Shishigumi

    Shishigumi

    Learning to appeal to a young audience | Beastars

    Shishigumi
    c.ai

    The Black Market had changed. Less alleyway horror, more neon signs and viral moments. Younger carnivores flooded in, not just to consume flesh—but to chase clout, record TikToks mid-bite, and speak in a coded dialect of irony, acronyms, and mental decay. The Shishigumi didn’t understand a word of it. Their grip on the market was slipping—not from weakness, but irrelevance.

    So they did what any pride of aging, heavily armed lions would do: hire {{user}}, a young carnivore fluent in terminal brainrot, to drag their outdated asses into the digital age.

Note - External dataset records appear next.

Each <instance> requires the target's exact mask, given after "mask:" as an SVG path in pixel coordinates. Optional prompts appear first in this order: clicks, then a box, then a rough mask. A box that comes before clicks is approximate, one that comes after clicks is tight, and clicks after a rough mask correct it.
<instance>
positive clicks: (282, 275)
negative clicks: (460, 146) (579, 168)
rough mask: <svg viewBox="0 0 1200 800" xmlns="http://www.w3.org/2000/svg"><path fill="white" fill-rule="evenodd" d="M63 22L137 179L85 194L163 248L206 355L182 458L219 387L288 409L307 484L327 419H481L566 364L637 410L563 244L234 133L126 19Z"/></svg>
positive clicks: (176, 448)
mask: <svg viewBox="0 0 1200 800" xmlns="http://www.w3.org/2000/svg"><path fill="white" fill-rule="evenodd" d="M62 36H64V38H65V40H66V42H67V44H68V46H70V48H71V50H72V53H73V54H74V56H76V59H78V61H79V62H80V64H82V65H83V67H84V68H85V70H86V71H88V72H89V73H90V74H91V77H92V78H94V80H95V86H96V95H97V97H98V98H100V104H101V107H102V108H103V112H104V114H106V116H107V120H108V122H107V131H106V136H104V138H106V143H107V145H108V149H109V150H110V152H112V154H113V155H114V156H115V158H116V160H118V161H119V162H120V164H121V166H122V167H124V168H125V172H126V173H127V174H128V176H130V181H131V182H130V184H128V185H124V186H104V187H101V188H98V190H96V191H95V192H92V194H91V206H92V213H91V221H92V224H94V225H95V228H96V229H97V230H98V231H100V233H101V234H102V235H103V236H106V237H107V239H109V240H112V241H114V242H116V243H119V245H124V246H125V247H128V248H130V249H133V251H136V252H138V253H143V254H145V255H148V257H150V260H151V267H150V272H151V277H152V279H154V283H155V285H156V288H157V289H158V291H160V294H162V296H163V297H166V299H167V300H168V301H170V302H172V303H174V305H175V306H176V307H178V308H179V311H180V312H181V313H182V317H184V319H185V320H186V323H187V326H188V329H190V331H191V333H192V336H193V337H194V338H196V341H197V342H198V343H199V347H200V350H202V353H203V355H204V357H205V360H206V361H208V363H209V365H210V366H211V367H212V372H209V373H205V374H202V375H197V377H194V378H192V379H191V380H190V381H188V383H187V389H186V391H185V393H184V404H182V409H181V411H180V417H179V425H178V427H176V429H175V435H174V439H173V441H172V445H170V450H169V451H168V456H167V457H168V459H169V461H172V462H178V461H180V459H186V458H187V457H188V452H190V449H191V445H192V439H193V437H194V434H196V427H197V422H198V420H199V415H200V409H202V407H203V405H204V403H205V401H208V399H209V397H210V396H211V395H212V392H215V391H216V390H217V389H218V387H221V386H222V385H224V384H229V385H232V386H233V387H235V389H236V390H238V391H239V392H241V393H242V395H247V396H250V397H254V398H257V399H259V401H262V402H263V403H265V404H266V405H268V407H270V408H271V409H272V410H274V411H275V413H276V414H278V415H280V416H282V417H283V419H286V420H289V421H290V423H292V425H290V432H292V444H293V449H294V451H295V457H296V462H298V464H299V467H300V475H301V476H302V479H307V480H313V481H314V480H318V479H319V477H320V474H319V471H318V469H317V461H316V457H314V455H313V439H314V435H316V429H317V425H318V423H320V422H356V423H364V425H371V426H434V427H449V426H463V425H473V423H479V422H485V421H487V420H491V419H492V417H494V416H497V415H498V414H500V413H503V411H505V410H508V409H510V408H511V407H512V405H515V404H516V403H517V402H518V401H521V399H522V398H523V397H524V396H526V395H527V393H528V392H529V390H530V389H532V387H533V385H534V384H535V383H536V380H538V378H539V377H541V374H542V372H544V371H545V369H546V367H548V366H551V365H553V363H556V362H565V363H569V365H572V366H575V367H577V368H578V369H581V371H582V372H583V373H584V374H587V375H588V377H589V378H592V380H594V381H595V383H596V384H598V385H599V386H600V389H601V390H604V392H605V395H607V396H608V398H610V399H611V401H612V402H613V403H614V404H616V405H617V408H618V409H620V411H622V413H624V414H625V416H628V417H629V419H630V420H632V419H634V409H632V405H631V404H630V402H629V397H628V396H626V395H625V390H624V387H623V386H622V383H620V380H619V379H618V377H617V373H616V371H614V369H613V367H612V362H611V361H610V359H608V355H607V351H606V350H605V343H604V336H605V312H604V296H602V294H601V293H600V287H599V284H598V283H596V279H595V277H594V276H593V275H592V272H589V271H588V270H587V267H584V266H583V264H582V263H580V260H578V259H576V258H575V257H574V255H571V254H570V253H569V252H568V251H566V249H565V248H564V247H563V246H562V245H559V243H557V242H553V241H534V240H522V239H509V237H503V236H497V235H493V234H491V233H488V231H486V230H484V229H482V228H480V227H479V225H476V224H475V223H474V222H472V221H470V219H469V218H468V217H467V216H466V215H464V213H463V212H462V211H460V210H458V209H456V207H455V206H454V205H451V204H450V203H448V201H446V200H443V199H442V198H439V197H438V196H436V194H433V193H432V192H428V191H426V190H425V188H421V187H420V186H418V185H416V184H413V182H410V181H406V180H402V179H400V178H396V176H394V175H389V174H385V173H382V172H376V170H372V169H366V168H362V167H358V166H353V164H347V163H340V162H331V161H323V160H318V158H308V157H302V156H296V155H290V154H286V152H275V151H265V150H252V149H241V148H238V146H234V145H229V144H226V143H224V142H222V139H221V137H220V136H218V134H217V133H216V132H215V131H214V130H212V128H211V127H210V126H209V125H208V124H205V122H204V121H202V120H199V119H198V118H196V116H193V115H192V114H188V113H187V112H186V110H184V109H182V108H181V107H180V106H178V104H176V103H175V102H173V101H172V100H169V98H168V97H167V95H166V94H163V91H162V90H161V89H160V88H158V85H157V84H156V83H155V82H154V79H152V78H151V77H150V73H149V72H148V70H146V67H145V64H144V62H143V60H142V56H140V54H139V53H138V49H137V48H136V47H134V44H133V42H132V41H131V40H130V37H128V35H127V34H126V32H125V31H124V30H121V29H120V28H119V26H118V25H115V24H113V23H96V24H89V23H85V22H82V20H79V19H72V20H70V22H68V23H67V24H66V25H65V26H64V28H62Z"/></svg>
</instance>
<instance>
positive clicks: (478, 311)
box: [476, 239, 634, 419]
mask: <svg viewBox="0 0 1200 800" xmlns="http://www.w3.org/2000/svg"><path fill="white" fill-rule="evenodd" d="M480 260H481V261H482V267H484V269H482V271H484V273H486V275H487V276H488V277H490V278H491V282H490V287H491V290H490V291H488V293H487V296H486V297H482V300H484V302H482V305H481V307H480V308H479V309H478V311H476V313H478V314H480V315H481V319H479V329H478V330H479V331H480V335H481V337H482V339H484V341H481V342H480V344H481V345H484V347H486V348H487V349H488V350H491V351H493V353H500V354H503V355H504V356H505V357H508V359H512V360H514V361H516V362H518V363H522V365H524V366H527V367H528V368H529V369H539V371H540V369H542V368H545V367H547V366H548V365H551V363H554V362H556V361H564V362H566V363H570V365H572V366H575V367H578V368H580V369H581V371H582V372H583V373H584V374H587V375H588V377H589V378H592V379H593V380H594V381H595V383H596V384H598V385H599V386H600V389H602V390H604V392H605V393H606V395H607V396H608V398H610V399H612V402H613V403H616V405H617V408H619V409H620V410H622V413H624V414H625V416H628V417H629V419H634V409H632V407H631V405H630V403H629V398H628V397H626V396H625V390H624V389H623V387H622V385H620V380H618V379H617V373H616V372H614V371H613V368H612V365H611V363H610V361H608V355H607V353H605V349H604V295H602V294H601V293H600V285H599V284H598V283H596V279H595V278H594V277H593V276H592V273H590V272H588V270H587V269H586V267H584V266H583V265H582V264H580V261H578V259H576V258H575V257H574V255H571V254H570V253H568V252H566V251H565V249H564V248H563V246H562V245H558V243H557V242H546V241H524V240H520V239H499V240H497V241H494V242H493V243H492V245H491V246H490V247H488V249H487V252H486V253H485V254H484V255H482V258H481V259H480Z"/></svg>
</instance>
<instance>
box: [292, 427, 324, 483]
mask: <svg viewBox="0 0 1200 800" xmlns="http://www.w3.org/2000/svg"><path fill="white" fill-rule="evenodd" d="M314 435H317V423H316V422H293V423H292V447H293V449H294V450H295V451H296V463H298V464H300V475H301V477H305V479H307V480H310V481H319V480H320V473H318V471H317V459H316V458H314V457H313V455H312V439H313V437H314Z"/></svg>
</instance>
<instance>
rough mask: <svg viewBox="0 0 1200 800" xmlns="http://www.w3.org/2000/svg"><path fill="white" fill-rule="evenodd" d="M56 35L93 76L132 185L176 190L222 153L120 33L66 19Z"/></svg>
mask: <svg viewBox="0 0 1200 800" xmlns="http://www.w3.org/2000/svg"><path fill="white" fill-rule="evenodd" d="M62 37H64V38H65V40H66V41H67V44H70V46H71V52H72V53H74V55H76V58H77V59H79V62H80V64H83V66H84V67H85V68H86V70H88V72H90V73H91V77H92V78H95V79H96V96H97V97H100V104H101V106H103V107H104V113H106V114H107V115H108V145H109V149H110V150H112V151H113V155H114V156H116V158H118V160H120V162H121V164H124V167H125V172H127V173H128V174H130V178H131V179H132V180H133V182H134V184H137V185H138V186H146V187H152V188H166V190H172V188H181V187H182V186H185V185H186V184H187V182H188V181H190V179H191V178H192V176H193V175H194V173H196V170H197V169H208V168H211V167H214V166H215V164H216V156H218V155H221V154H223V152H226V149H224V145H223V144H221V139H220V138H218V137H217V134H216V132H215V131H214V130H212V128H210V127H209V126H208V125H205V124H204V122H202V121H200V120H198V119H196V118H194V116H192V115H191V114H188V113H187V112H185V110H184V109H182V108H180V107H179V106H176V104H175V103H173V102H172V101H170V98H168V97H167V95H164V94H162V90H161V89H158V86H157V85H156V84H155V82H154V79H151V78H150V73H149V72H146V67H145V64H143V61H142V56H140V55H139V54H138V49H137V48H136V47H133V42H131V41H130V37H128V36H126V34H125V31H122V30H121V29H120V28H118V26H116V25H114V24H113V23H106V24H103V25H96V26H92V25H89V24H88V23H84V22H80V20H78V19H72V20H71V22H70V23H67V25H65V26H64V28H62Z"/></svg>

    Inside the hideout, the lions sat scattered across velvet couches. Whiskey glasses clinked, cigar smoke curled in the air, and nobody looked remotely prepared to be taught anything.

    Ibuki stood by the wall, arms crossed, jaw tight. He didn’t like the idea—but he liked losing less.

    Ibuki: “We’ll keep this short. Just teach these fossils how to not sound like they’re selling vinyl and war stories.”

    Free immediately leaned forward, eyes wide like a golden retriever with a switchblade.

    Free: “Yo, consultant—check this out. I told this wolf kid we were gonna ‘ratio his whole bloodline.’ That’s good, right?”

    He shot finger guns and winked like he expected applause.

    Dolph exhaled slowly and stared at you with pure exhaustion in his face.

    Dolph: “Ignore Free. Just… get on with it.”

    You pulled out your phone, scrolled a bit, and held up a screen. It was a meme: a lion in a suit edited with glowing red eyes, captioned “me when I gyatt for real fr no cap 🔥🔥🔥”. Half the room blinked in confusion.

    Sabu, leaned back in his chair, scoffed behind his bandanna.

    Sabu: “I’ve been stabbed in the neck. This is worse.”

    Agata perked up, elbows on his knees.

    Agata: “Wait—gyatt, I’ve seen that. That’s like… when someone’s got crazy dumpy, right?”

    Miguel slowly turned his head toward Agata, deadpan.

    Miguel: “Please don’t ever say that again.”

    Hino, unbothered as always, swirled a drink in his glass, casually watching.

    Hino: “So what do we say when we’re threatening someone now? 'You’re about to get ratio’d and cooked'?”

    Dope groaned, dragging his hands down his face.

    Dope: “I swear if you make me learn what a skibidi rizzler is, I’m defecting to the snakes.”

    You held up two fingers. Step one. Acronyms. “TFW,” “POV,” “NPC,” “L + ratio + skill issue.” You explained the use of irony, of weaponized cringe, of saying “mid” with such contempt it made grown men cry. The lions nodded, some slower than others.

    Free muttered the phrases under his breath, mouthing them like incantations.

    Free: “So if I post a pic of me holding a femur and caption it ‘felt cute might gaslight gatekeep girlboss later,’ I’m... winning?”

    Dolph: “You’ll be blocked.”

    Ibuki stepped in again, voice firm.

    Ibuki: “Don’t just repeat it. Learn it. We need to speak their language. If that means typing in hieroglyphic gibberish and calling it ‘rizz,’ then so be it.”

    The lions sat back, some amused, some deeply disturbed. But no one left. Not yet. You had their attention—and somewhere deep beneath the blood and pride and history, they understood: survival meant adaptation. Even if it meant saying “slay” after ripping someone’s spine out.